Amazon has quietly launched an Android web browser app for emerging markets, where access to mobile data and high-speed connectivity is more limited. The browser has the rather generic name of: “Internet: fast, lite and private” on Google Play, and promises to be “lighter than the competition.”
The app first appeared on the Play Store in March, and has fewer than 1,000 downloads, according to data from app store intelligence firm Sensor Tower.
It’s only available to users in India for the time being, and is supported on devices running Android 5.0 or higher.
Like most “lite” apps, the new browser is a small download — it’s less than 2 MB in size. That’s much smaller than other browsers, including Chrome (21MB), Edge (54.5MB), Firefox (19.9MB) and Opera (14.7MB), according to an analysis by appFigures.
The browser’s Google Play description also notes that it’s “private,” as it doesn’t ask for extra permissions or collect private data like other browsers do. This seems to indicate that it’s meant to be something of a competitor to other private mobile browsers, like Firefox, which blocks website trackers.
The browser additionally supports Private tabs, so you can browse without saving visits to your history, plus other features like tab previews, an automatic full-screen mode and integrated news reader of sorts.
In fact, the news reading experience is another telling indication that the browser is only meant for Indian users. The app’s description notes the browser homepage is designed to keep you up-to-date with news, cricket and entertainment from top sources. Yep, cricket — the most popular sport in India.
And finally, the “feedback” email on Google Play points to Amazon India, which indicates it was built by that team.
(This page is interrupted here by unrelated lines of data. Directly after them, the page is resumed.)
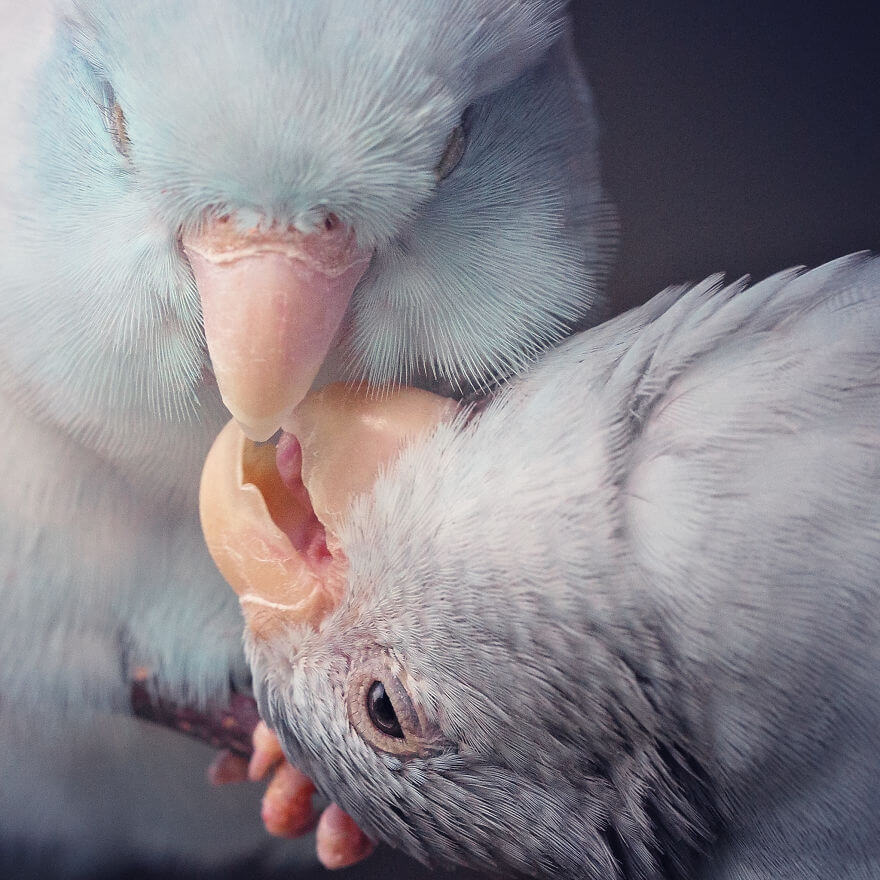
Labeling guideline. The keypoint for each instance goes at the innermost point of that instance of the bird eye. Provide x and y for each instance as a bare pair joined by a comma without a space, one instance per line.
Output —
384,714
114,120
456,144
381,711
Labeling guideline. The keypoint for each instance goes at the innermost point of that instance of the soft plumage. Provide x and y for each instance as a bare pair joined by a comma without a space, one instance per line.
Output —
627,616
126,126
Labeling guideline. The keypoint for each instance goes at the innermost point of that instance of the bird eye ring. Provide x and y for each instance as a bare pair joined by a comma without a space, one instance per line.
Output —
384,715
456,144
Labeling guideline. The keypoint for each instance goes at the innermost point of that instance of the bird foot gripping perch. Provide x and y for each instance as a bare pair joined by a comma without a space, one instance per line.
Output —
270,516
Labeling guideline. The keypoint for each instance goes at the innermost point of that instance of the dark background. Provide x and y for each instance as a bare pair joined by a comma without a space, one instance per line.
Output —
741,138
736,137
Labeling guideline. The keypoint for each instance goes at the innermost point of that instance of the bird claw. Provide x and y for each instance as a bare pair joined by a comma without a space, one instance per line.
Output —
287,809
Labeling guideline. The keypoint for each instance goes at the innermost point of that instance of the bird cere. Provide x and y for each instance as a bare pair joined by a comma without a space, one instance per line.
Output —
619,621
622,622
270,514
234,201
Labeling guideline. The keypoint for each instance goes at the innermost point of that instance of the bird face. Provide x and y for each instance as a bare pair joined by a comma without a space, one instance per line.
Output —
308,177
414,676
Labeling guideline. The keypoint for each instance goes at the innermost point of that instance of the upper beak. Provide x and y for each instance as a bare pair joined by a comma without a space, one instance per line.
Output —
272,302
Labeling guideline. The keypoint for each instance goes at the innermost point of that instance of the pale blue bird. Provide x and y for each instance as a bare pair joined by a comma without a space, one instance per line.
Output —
625,621
397,191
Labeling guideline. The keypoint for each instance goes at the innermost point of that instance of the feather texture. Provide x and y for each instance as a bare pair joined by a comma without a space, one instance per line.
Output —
634,601
124,124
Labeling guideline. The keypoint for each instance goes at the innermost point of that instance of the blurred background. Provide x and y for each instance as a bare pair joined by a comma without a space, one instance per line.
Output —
740,137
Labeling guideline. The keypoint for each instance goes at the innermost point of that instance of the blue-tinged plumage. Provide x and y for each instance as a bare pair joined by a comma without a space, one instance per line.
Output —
126,125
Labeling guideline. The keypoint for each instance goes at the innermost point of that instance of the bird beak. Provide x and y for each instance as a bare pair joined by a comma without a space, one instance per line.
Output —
272,516
272,301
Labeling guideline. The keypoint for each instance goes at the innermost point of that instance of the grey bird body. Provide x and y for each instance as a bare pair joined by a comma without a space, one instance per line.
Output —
627,616
124,124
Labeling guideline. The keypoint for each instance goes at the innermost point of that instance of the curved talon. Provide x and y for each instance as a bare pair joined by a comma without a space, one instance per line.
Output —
339,841
287,805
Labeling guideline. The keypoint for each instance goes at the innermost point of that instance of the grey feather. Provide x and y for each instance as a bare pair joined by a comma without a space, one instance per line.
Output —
269,107
633,604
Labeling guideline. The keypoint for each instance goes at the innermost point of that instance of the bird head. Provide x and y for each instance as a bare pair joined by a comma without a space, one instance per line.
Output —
407,186
455,667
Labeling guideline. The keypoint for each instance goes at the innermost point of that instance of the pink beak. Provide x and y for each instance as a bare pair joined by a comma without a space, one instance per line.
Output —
272,302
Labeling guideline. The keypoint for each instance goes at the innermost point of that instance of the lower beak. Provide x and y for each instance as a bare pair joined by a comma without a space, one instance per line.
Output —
272,302
271,517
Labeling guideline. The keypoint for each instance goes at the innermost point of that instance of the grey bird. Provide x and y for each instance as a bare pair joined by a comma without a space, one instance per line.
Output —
625,621
401,191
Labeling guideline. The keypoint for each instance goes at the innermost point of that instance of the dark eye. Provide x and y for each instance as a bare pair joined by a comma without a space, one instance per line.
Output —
384,714
453,152
114,119
381,711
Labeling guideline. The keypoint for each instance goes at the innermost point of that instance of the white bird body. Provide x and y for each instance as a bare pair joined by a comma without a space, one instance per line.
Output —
626,616
122,128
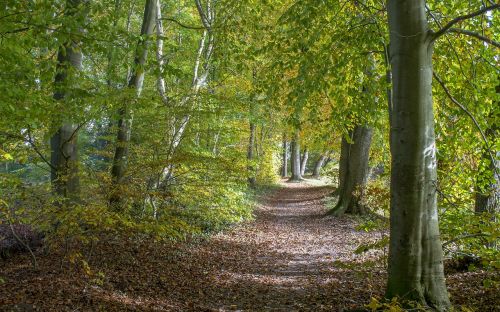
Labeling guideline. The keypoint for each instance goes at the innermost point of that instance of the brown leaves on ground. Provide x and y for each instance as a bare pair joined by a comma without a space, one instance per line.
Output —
291,258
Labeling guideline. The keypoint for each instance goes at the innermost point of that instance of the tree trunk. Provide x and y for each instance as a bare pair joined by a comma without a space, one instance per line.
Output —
64,143
250,156
343,162
303,163
319,164
415,252
125,114
284,166
295,157
488,194
353,171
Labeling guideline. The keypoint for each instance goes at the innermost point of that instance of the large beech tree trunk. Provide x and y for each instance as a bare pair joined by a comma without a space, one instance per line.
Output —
284,166
415,252
64,143
125,113
303,163
353,170
318,165
295,158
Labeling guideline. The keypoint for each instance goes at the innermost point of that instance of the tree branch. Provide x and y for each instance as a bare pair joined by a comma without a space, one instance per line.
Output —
458,19
183,25
475,35
462,107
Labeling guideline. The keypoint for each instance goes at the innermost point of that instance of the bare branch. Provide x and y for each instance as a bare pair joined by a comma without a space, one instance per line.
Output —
462,107
475,35
458,19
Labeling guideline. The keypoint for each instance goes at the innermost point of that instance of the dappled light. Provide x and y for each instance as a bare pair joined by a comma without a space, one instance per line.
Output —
249,155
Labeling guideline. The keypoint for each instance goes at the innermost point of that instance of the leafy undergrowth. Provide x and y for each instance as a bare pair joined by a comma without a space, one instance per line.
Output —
291,258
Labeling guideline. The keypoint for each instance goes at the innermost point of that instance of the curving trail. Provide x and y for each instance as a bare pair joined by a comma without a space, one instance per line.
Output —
287,260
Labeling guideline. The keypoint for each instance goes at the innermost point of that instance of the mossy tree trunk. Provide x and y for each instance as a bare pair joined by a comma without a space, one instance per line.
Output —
64,142
415,269
353,170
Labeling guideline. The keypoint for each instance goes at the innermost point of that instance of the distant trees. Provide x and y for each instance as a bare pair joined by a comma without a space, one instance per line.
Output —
125,112
295,158
64,165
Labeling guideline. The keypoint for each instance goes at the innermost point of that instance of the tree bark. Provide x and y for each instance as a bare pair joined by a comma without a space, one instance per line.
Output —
64,143
250,155
295,157
415,251
303,164
488,194
284,166
353,171
319,164
125,113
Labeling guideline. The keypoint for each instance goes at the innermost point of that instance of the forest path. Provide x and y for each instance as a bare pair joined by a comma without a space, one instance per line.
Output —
288,259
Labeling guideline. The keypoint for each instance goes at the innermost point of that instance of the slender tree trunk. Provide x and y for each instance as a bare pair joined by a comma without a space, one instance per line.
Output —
295,157
250,155
488,193
318,165
343,162
284,167
64,143
354,171
125,112
415,252
303,164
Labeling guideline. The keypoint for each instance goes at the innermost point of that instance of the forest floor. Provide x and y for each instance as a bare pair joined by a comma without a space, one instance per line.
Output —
291,258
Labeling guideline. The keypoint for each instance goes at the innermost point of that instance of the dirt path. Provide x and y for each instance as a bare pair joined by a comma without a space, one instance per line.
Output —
287,259
291,258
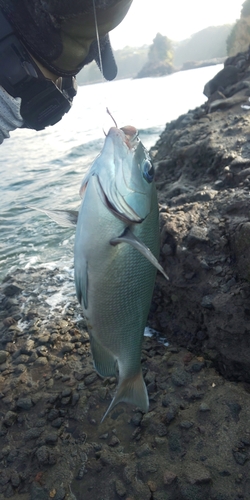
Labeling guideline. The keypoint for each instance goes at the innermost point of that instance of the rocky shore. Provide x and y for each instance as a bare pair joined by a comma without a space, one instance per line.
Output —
194,443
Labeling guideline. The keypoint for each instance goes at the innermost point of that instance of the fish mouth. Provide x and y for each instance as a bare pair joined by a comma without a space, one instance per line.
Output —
118,207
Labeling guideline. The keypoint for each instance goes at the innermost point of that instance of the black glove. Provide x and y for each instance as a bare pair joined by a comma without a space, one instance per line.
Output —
61,34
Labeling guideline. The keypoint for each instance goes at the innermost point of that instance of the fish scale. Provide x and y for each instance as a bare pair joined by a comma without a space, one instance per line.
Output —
115,255
116,291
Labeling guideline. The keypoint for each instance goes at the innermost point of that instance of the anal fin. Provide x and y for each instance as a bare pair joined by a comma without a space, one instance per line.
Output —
130,390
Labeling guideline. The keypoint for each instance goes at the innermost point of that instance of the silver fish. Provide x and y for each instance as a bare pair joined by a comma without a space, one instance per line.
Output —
116,251
116,243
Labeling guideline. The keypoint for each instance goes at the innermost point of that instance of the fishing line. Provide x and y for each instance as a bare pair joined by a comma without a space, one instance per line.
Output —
98,39
100,60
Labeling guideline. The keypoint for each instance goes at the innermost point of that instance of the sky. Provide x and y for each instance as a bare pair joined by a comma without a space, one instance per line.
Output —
176,19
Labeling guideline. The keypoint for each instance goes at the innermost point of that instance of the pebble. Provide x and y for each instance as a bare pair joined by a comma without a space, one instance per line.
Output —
3,357
120,488
24,403
143,451
10,418
41,361
204,407
181,377
169,477
197,474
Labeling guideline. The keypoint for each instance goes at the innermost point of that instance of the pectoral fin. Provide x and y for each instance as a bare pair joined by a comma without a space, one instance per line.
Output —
131,239
65,218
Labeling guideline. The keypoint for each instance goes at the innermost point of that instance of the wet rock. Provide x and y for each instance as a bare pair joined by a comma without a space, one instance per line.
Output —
42,350
37,492
181,377
43,339
90,378
3,356
197,235
9,418
46,456
169,477
67,348
235,409
143,451
136,419
12,289
240,457
22,359
204,407
33,433
197,474
41,361
24,403
27,347
120,489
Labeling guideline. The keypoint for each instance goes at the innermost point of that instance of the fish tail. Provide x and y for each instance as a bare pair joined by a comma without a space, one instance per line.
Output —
130,390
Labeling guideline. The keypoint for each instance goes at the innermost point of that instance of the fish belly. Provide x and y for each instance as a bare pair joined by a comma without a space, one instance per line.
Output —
118,281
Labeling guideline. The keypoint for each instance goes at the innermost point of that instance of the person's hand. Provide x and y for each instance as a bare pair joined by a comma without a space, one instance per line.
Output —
61,35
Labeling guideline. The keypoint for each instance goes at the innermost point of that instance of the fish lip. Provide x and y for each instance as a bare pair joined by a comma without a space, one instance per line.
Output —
111,207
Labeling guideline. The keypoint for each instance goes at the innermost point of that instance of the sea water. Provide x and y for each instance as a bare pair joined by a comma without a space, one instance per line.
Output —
45,169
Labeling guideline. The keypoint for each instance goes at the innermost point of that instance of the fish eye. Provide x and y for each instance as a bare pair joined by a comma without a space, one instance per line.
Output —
148,170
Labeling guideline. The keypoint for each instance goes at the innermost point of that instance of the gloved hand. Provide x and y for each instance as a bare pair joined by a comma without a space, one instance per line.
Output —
61,34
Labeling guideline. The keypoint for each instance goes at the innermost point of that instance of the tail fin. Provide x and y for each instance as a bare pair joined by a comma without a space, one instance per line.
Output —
130,390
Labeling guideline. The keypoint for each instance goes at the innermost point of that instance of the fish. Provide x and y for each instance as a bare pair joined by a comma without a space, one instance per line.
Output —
117,246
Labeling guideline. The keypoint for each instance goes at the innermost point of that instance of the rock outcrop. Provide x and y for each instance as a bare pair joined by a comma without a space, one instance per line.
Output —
203,178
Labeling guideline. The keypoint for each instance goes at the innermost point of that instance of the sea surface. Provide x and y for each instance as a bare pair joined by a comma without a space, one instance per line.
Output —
45,169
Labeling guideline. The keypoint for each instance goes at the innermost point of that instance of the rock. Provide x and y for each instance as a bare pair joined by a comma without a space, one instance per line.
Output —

In addition to the new browser, Amazon also offers a Kindle Lite app in India.
The company is not alone in building lightweight mobile apps for emerging markets.
Facebook also offers “lite” versions of its apps, like Facebook Lite and Messenger Lite, to reach users with limited connectivity and access to data. Google has also rolled out a suite of lightweight mobile apps under the “Go” branding. Some of these, like Gmail Go, only come pre-installed on select devices. Others, meanwhile, are available through Google Play for anyone to download, like YouTube Go, Files Go, Google Go, Google Maps and Google Assistant Go.
It is interesting, however, that Amazon didn’t adopt a similar strategy by offering a “lite” version of its existing Silk browser, but has instead built something new.
Amazon has not yet returned a request for comment about the new app.